The Athiest
In a book I'm reading there is a conversation between two characters:
"You are an atheist." says the first.
"We are all atheists." the second replies. "You do not believe in Zeus, Appallo, Budda, Mohammed or hundreds of other gods. You just happen to believe in one more god than I do."
Religion has been bouncing about in my head the past year, and its led me to read a lot of books on the subject. It's scary to read the list of events precipitated in the name of religion. Wars, genocides, forced relocations, caste systems. As a non-practicing roman Catholic, I grew up heavily cloaked in the shroud of religion. It was a comfortable, familiar thing for most of my life. When I was a senior in high school, I was sent for a weekend at a monastery, to see if it would suit me.
The dark, cold buildings were foreign but it wasn't a deal-breaker. Two other things were; 1) No music. I asked if you could have radios, tapes etc, and was told no music of any kind. If I played an instrument I could practice approved hymns, but nothing modern. 2) After dinner, several of us helped clean up in the kitchen and overheard a discussion by several of the priests in the other room about something happening in the Middle East. One voice declared, "We should arm each side and let them kill themselves off, it would make for a better world." Murmurs of agreement and no dissension to the idea struck me cold. It echoes with me today when I hear of the "You're either with us or against us." doctrines that form the basis of many many religions.
Two events this week brought my mind to this topic. We visited a college friend of my wife, who home-schools her children . While talking about that over an ice cream, the idea of a group of home schooled kids getting together to pool resources came up. I asked if they thought about perhaps sharing teaching duties, perhaps becoming specialists in certain areas and that would also give the kids a chance to interact with other kids. She shook her head. "We are Christians, and we don't believe in evolution, which most of the home school parents teach. I don't want my children learning that!" Then I remembered why we don't hang out with these folks that often - we're not part of that group so contact is limited. Not overtly, but deliberately on their part. We might slip and mention evolution.

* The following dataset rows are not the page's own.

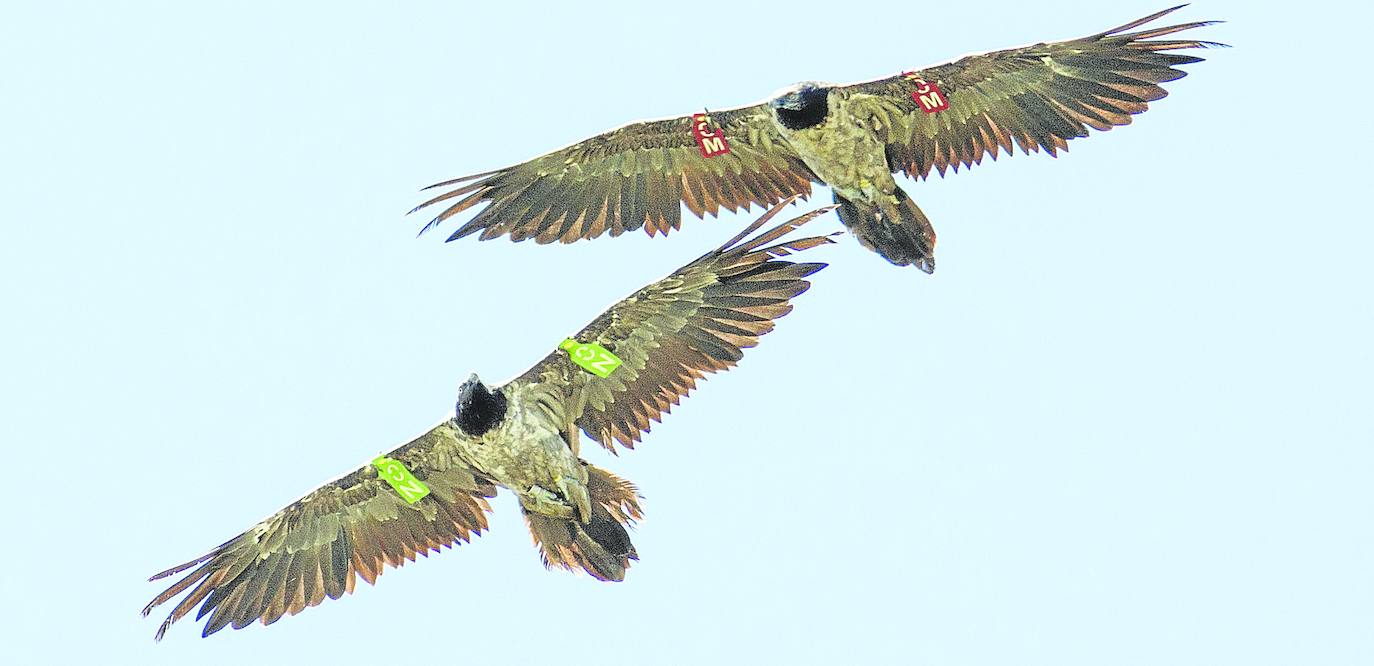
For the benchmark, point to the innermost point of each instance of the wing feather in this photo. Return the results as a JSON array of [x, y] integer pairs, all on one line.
[[673, 333], [1036, 98], [316, 547], [636, 176]]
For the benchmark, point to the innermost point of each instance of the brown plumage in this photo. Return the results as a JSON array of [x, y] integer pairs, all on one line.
[[521, 435], [636, 176]]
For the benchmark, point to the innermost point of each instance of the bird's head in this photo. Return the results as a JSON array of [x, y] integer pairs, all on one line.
[[478, 408], [801, 106]]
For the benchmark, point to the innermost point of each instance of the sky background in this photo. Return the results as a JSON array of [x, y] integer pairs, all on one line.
[[1127, 422]]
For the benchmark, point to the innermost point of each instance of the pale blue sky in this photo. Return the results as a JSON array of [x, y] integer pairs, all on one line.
[[1127, 422]]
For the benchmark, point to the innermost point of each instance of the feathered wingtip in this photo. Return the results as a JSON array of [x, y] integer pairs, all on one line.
[[738, 245], [458, 208], [1160, 32]]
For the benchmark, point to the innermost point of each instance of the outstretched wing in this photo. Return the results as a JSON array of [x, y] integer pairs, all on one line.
[[628, 179], [678, 330], [1038, 96], [348, 527]]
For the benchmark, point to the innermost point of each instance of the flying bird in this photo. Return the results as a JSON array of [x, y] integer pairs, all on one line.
[[623, 371], [851, 138]]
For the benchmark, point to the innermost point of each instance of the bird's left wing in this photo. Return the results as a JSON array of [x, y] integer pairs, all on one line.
[[1038, 96], [678, 330], [349, 527], [635, 176]]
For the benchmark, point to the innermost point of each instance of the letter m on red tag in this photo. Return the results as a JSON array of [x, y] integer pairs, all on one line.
[[926, 95], [711, 142]]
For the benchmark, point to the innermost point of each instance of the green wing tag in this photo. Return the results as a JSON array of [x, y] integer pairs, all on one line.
[[400, 478], [591, 357]]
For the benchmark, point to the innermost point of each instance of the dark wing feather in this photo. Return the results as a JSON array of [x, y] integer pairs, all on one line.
[[316, 547], [1036, 96], [693, 323], [635, 176]]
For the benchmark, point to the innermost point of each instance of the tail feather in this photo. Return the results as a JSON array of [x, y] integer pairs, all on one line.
[[599, 545], [908, 239]]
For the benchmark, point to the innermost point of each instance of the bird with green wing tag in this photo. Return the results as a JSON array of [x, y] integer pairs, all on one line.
[[606, 382]]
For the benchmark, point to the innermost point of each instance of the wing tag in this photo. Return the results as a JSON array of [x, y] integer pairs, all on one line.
[[711, 142], [400, 478], [926, 95], [591, 357]]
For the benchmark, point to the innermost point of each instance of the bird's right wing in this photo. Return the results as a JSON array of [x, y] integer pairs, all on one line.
[[631, 177], [348, 527], [1038, 96], [678, 330]]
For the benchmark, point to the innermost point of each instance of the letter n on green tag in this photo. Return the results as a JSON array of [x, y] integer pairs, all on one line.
[[400, 478], [591, 357]]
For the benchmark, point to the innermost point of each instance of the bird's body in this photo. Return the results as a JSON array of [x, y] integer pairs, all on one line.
[[524, 434], [849, 138], [526, 452], [841, 148]]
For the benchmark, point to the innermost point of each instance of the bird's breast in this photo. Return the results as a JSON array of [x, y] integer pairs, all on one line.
[[526, 452], [845, 154]]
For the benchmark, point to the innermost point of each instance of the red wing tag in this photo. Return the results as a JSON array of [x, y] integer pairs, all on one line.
[[926, 95], [711, 142]]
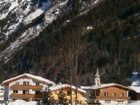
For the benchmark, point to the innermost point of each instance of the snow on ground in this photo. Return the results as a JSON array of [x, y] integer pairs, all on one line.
[[32, 32], [21, 102], [14, 4], [38, 12], [135, 103]]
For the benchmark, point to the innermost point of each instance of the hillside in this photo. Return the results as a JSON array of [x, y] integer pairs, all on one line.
[[104, 34]]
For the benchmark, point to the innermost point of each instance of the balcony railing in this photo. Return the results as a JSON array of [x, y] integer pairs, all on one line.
[[26, 96], [26, 87], [111, 97]]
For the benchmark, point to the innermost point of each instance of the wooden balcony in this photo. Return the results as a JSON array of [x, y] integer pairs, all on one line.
[[112, 98], [26, 96], [26, 87]]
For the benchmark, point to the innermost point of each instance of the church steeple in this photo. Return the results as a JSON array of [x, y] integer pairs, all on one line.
[[97, 78]]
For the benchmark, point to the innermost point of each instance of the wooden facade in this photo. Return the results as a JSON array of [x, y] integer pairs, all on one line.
[[111, 93], [25, 87]]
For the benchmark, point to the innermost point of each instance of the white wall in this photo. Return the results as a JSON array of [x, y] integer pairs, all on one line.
[[20, 81], [103, 102]]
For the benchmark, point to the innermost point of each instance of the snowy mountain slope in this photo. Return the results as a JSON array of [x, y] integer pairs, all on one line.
[[24, 17]]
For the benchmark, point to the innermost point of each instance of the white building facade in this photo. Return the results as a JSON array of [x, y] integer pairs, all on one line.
[[26, 87]]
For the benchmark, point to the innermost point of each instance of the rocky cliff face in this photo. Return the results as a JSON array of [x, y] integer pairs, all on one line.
[[65, 40], [23, 20]]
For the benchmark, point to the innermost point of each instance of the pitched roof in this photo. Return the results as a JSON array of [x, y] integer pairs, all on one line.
[[104, 86], [38, 78], [135, 88], [61, 86]]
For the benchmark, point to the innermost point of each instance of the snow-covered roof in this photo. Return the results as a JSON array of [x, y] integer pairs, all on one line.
[[95, 87], [135, 88], [61, 86], [38, 78]]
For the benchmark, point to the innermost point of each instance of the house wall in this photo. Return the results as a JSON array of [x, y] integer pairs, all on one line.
[[113, 102], [20, 86], [81, 98]]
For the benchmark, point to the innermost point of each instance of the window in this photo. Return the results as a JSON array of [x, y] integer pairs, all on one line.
[[107, 101], [37, 92], [106, 94], [114, 94], [25, 83], [17, 83], [15, 91], [122, 95], [120, 102], [25, 92], [37, 83]]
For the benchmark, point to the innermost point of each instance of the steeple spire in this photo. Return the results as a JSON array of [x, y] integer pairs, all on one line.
[[97, 78]]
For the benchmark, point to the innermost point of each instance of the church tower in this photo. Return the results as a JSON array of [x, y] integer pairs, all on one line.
[[97, 78]]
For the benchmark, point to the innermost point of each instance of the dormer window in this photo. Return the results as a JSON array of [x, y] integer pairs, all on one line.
[[25, 83], [122, 95], [106, 94], [37, 83], [114, 94], [17, 83]]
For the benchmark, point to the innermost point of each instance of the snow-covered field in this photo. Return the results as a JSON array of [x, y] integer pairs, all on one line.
[[135, 103], [22, 102]]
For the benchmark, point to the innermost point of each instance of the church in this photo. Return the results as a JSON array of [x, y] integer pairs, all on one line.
[[106, 94]]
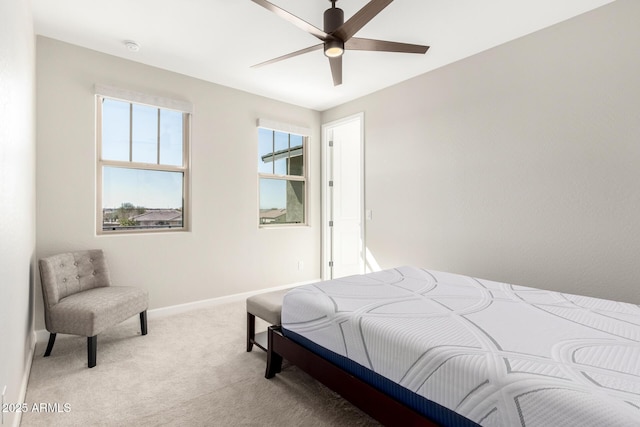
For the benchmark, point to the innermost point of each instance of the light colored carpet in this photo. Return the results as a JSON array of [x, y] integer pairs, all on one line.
[[190, 370]]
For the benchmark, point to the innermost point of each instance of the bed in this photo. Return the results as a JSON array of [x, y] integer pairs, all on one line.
[[414, 346]]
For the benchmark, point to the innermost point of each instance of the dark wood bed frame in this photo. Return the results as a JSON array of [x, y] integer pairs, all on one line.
[[374, 402]]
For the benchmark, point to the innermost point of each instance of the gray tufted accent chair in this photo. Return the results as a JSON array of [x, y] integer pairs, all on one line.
[[79, 299]]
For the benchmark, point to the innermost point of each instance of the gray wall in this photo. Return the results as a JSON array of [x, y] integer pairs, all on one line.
[[519, 164], [17, 197], [225, 253]]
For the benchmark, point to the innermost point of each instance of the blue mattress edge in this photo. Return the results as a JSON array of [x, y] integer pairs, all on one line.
[[420, 404]]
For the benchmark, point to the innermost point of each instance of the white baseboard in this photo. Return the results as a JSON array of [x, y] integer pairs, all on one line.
[[42, 335]]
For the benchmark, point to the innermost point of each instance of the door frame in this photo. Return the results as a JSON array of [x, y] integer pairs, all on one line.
[[327, 206]]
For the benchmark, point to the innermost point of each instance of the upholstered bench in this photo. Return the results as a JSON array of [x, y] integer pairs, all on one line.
[[268, 307]]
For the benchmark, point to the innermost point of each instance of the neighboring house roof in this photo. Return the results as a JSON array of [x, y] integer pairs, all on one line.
[[159, 215]]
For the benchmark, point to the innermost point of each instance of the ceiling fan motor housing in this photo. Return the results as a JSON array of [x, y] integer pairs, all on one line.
[[333, 18]]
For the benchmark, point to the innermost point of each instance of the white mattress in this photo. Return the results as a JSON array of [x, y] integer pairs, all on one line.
[[499, 354]]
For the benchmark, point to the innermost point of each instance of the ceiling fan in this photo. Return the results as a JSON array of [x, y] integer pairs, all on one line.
[[337, 35]]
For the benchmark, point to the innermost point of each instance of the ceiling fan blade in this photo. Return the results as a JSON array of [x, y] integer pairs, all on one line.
[[360, 19], [290, 55], [356, 43], [336, 70], [300, 23]]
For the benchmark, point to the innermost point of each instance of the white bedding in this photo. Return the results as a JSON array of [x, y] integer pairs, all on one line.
[[499, 354]]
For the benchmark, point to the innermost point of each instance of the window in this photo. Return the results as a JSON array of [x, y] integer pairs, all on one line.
[[282, 177], [142, 155]]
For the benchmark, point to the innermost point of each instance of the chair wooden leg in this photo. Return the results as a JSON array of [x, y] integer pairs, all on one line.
[[143, 322], [52, 340], [251, 330], [92, 347]]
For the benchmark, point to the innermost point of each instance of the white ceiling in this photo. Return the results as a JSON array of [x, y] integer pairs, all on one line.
[[218, 40]]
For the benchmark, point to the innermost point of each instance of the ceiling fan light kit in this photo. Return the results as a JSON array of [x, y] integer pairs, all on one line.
[[337, 35]]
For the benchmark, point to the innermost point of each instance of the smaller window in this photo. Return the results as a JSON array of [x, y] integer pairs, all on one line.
[[282, 177]]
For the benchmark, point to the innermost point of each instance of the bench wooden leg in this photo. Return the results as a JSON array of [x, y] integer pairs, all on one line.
[[143, 322], [251, 330], [274, 360], [52, 340], [92, 348]]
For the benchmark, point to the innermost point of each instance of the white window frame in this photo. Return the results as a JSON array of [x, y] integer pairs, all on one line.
[[291, 130], [106, 92]]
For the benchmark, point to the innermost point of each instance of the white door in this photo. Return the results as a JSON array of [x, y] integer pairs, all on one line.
[[344, 205]]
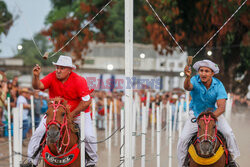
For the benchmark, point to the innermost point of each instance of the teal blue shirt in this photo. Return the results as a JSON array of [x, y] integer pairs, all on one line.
[[203, 98]]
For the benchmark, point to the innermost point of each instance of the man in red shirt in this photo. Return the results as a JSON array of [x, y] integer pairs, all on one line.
[[63, 82]]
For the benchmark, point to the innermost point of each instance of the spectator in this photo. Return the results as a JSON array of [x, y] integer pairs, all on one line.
[[44, 107], [37, 107], [22, 99], [3, 92]]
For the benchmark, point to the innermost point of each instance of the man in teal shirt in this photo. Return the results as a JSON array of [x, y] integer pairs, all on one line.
[[206, 92]]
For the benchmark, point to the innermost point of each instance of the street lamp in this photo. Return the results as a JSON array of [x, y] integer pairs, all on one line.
[[209, 53], [142, 55], [19, 47], [110, 67]]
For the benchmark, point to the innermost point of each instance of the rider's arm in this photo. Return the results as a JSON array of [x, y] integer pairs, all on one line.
[[221, 103], [84, 93], [187, 83], [36, 83], [82, 106]]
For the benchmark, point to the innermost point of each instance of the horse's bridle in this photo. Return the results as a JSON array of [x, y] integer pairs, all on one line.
[[207, 121], [208, 138], [59, 125]]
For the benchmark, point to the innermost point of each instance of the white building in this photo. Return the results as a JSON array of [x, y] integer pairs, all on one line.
[[104, 55]]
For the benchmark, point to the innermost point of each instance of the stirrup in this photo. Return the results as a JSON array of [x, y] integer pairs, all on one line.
[[28, 164], [232, 164]]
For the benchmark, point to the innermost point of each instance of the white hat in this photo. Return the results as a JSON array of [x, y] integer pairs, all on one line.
[[65, 61], [206, 63]]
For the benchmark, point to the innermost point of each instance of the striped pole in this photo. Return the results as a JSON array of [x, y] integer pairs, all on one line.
[[110, 124], [82, 139], [115, 125], [16, 139], [158, 128], [143, 136], [106, 120], [32, 114], [122, 154], [9, 131], [153, 127]]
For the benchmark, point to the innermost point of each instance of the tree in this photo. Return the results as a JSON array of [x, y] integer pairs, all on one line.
[[29, 53], [67, 17], [6, 19], [193, 22]]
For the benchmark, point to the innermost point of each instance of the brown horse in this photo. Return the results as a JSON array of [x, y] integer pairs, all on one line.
[[209, 147], [61, 141]]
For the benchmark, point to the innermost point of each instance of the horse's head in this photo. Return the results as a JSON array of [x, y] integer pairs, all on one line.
[[56, 119], [207, 132]]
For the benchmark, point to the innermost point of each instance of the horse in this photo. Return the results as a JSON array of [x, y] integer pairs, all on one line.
[[208, 147], [60, 144]]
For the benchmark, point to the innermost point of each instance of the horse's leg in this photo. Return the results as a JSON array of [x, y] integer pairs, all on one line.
[[221, 162], [193, 164]]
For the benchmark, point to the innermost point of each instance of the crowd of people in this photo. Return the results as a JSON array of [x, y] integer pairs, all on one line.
[[18, 95]]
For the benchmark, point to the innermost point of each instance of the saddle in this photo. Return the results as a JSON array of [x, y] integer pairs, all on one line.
[[77, 132], [221, 150]]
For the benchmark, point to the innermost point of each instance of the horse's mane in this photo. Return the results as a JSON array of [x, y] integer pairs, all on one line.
[[71, 123], [207, 112]]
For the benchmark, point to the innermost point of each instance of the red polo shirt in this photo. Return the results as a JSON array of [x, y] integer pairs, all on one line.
[[72, 90]]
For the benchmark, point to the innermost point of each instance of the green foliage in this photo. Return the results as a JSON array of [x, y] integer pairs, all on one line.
[[31, 56], [6, 19]]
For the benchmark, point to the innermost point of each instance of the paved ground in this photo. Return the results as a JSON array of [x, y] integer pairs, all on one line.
[[240, 123]]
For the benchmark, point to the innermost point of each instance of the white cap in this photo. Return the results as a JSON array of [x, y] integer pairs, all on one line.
[[65, 61], [206, 63]]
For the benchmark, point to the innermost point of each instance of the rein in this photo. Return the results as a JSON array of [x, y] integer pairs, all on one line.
[[60, 126], [207, 121]]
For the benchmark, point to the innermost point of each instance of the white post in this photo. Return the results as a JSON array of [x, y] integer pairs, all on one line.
[[167, 120], [228, 108], [138, 110], [115, 117], [82, 138], [170, 137], [143, 136], [129, 11], [16, 140], [21, 130], [106, 120], [122, 138], [180, 117], [153, 127], [94, 119], [133, 133], [9, 131], [187, 104], [110, 123], [32, 114], [147, 109], [158, 128], [175, 117]]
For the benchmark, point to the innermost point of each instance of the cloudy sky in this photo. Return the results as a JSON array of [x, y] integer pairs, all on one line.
[[31, 19]]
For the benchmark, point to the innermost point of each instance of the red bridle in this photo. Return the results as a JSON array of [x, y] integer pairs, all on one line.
[[59, 125], [207, 121]]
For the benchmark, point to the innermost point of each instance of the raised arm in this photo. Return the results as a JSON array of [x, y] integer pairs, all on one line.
[[187, 84], [36, 83]]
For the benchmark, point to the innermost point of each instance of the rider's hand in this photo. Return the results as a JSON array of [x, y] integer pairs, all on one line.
[[188, 71], [71, 115], [36, 70]]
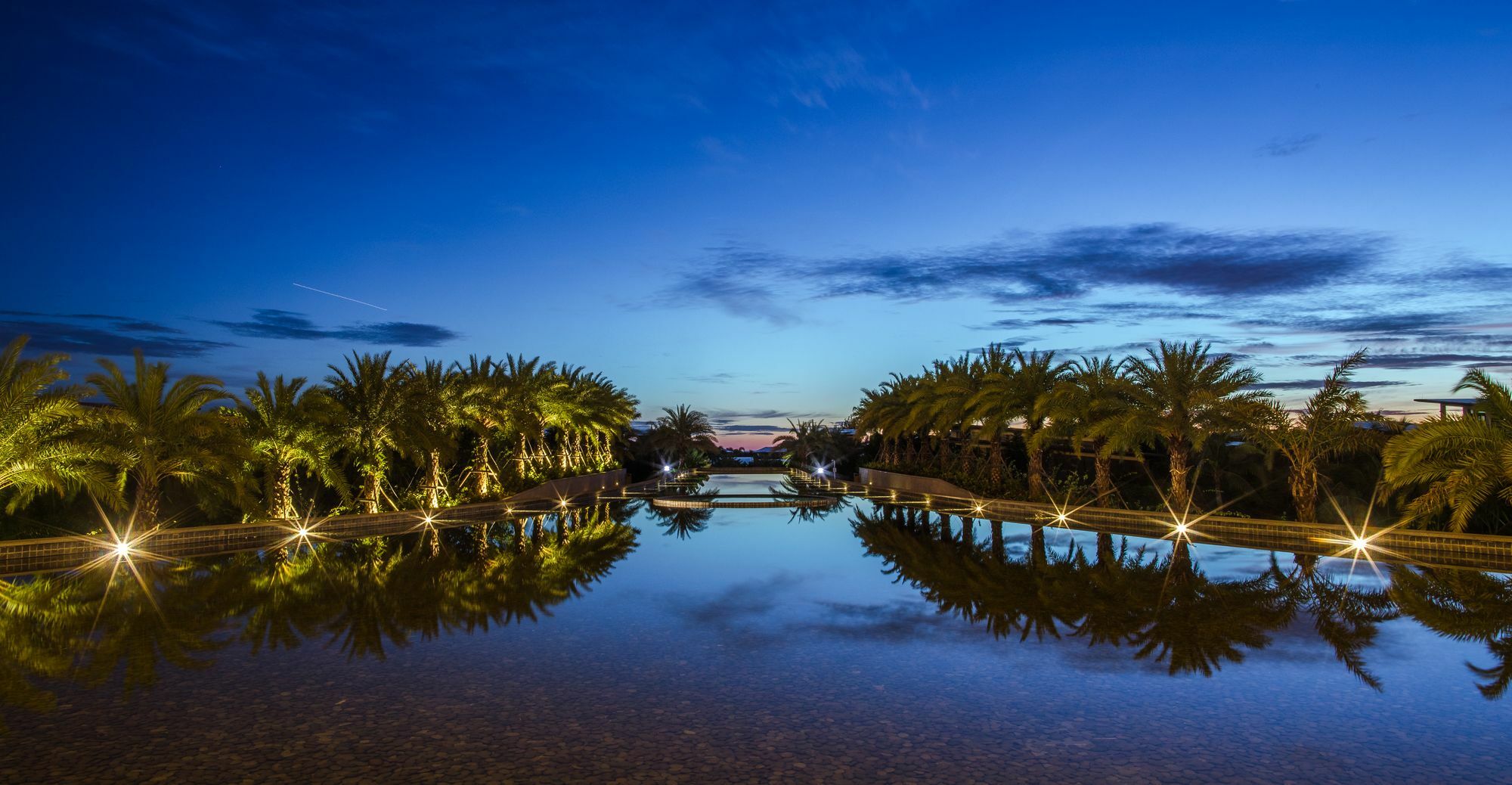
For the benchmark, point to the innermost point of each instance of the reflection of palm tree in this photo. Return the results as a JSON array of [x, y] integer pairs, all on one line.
[[149, 615], [371, 397], [1346, 618], [1463, 606], [1103, 597], [161, 430], [43, 439], [681, 523], [34, 618], [1458, 465], [1200, 624]]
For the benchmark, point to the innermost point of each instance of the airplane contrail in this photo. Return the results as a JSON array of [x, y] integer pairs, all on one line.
[[341, 297]]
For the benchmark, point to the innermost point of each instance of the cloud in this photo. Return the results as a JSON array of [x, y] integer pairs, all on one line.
[[102, 335], [291, 326], [1021, 324], [716, 379], [1289, 146], [1157, 258], [1313, 385], [1413, 361]]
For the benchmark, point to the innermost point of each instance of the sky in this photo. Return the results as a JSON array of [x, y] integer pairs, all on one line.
[[760, 209]]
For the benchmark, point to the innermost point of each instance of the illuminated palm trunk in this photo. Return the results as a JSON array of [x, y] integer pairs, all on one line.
[[1304, 482], [1036, 473], [433, 479], [482, 471], [1180, 491], [284, 491], [1103, 474]]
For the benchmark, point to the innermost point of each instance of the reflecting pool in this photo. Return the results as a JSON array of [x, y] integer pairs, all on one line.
[[857, 644]]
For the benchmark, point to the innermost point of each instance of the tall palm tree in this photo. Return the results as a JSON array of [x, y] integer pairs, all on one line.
[[683, 432], [1327, 427], [45, 444], [482, 411], [432, 417], [161, 430], [288, 427], [807, 441], [1023, 396], [1183, 397], [1086, 408], [1458, 465], [371, 397]]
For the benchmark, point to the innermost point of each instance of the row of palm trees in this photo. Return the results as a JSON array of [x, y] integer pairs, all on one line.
[[128, 435], [1188, 400], [1168, 610]]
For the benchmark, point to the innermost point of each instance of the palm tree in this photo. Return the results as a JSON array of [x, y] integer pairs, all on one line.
[[161, 430], [1463, 465], [290, 427], [1327, 427], [1021, 396], [432, 417], [1185, 397], [371, 400], [1464, 606], [683, 432], [1086, 408], [45, 442], [531, 396], [482, 411]]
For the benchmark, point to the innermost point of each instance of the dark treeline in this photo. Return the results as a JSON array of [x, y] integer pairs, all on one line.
[[1189, 429], [376, 433]]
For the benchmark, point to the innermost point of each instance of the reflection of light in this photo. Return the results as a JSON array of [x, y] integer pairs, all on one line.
[[1065, 512]]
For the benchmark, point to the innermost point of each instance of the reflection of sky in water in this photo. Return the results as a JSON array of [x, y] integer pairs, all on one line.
[[764, 633]]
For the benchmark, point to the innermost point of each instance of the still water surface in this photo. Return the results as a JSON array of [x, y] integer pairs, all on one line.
[[872, 644]]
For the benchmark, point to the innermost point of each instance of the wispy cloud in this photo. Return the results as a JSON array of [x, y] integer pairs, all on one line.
[[102, 335], [291, 326], [1289, 146]]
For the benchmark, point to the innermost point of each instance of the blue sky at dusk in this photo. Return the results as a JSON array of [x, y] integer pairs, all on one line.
[[761, 208]]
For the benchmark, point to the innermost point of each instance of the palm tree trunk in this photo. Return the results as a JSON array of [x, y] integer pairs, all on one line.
[[1103, 473], [1106, 550], [149, 503], [1036, 473], [482, 471], [1180, 491], [1306, 492], [433, 479], [370, 500], [284, 491]]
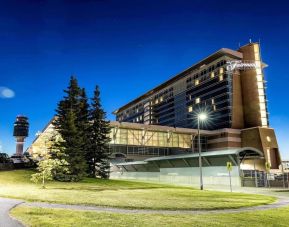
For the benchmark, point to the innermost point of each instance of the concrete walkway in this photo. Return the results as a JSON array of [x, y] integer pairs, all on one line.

Then an email from my cousin Brian, who was responding to an email an Aunt sent out with some heavy religious overtones. I ignore these as basic junk mail, family wishing to share their faith long distance with no intentions of annoying anyone. But Brian decided he had read enough of these, and wanted to share his own ideas on the subject, which we not something a good catholic boy would do- challenge the faith. He gave a very frank response to the issue being discussed, which no doubt stung some of the family members - very strong catholics all, including an actual priest.
He then closed with "In the future, keep your religious debates off my email unless you would like me to put every other tenant of your collective faiths to the test." I applauded him for that. I cause enough family strife with my antics so I pause at offering my honest feelings on the subject with the family. It was nice to hear someone answer back with their true ideas even in direct conflict with what the "family norm" is.
It should also provide some interesting conversation at the next family event. Not since the rousing debate about the movie "The Last Temptation of Christ" at the Vermont family reunion has then been such a promising catalyst.
And yeah, that was like 20 year ago.